Ontem (19), o Executivo lançou uma nova linha de crédito para compra de veículos por motoristas de aplicativo e taxistas. No programa “Move Aplicativos”, a previsão é de injeção de 30 bilhões de reais via linha do Tesouro Nacional, com repasse ao BNDES.
O crédito subsidiado será destinado à aquisição de veículos de até R$ 150 mil. Atualmente, o país tem 1,4 milhão de motoristas cadastrados em plataformas como a Uber.
Outro eixo do pacote é o programa “Move Brasil”, voltado à renovação de caminhões e ônibus, com R$ 21,2 bilhões em financiamentos.
Na semana passada, em outra medida eleitoreira, Lula revogou por medida provisória (MP) a “taxa das blusinhas”, medida antes defendida e articulada pela própria gestão petista. A renúncia fiscal associada à mudança pode chegar a 3,4 bilhões de reais.
Também em pleno ano eleitoral, o governo elevou a faixa de isenção do IR para quem ganha até 5 mil reais.
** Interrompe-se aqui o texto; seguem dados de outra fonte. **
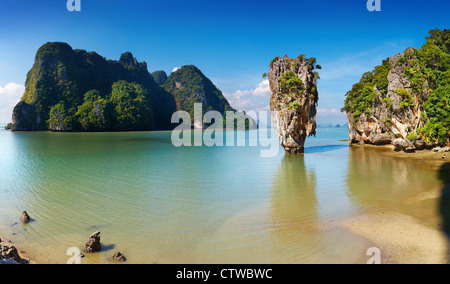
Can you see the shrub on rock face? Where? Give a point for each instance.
(294, 100)
(93, 244)
(410, 91)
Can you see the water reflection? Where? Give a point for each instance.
(294, 201)
(307, 195)
(444, 206)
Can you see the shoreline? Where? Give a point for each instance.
(433, 159)
(402, 238)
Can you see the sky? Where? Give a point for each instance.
(232, 42)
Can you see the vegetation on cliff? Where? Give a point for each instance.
(425, 91)
(294, 100)
(76, 90)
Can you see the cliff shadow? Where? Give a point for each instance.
(444, 204)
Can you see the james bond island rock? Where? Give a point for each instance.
(405, 100)
(160, 77)
(93, 244)
(294, 100)
(9, 254)
(76, 90)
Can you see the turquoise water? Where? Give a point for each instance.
(156, 203)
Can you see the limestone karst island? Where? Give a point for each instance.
(142, 132)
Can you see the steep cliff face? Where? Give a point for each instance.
(160, 77)
(294, 100)
(189, 86)
(405, 100)
(61, 78)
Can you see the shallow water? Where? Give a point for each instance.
(156, 203)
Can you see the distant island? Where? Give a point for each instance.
(405, 101)
(76, 90)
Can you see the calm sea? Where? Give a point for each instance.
(156, 203)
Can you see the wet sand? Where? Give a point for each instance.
(401, 238)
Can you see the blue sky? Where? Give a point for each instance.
(232, 42)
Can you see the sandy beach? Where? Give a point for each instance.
(402, 238)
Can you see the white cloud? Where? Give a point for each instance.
(332, 111)
(10, 95)
(256, 99)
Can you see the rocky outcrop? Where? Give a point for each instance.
(93, 244)
(190, 86)
(25, 218)
(9, 254)
(404, 101)
(294, 100)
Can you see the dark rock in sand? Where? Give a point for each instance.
(93, 244)
(25, 218)
(9, 252)
(118, 257)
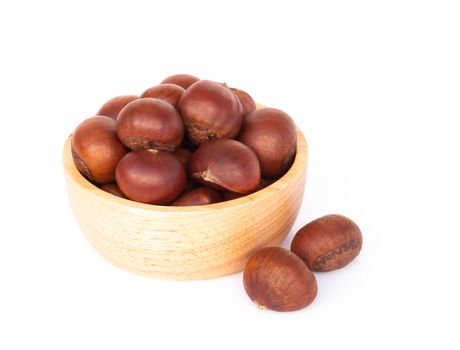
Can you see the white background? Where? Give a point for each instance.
(375, 87)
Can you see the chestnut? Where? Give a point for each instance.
(96, 149)
(183, 154)
(183, 80)
(271, 134)
(113, 189)
(226, 165)
(149, 176)
(278, 280)
(198, 196)
(210, 111)
(150, 123)
(246, 101)
(166, 92)
(227, 196)
(328, 243)
(113, 106)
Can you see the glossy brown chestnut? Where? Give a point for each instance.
(210, 111)
(166, 92)
(113, 106)
(183, 154)
(113, 189)
(246, 100)
(198, 196)
(271, 134)
(183, 80)
(328, 243)
(226, 165)
(96, 149)
(150, 123)
(278, 280)
(149, 176)
(227, 196)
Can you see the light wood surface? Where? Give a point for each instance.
(187, 242)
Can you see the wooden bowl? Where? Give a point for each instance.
(186, 242)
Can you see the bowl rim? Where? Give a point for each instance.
(297, 167)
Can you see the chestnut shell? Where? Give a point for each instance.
(150, 123)
(271, 134)
(277, 279)
(152, 177)
(210, 111)
(113, 189)
(183, 80)
(328, 243)
(246, 100)
(113, 106)
(198, 196)
(226, 165)
(96, 149)
(166, 92)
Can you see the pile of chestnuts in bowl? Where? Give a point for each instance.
(184, 142)
(193, 143)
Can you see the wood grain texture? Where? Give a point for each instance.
(186, 242)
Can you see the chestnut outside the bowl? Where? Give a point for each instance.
(186, 242)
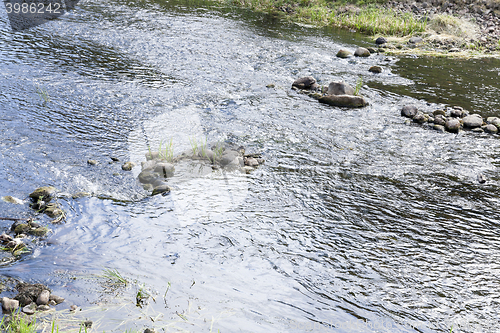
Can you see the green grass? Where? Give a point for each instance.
(42, 92)
(358, 86)
(114, 277)
(18, 324)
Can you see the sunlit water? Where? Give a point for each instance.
(356, 223)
O impacto fiscal estimado nesse caso é de R$ 31,2 bilhões.
Já na área habitacional, um novo modelo de crédito imobiliário arquitetado pelo governo deve injetar cerca de R$ 22,3 bilhões na economia, enquanto a ampliação da Faixa 4 do Minha Casa, Minha Vida tem impacto estimado em R$ 7,7 bilhões.
E, na segurança pública, o programa “Brasil Contra o Crime Organizado” prevê gastos de R$ 11 bilhões em inteligência policial, sistema prisional, combate à lavagem de dinheiro e integração das forças de segurança. Desse total, R$ 10 bi são linhas de crédito de bancos públicos para estados.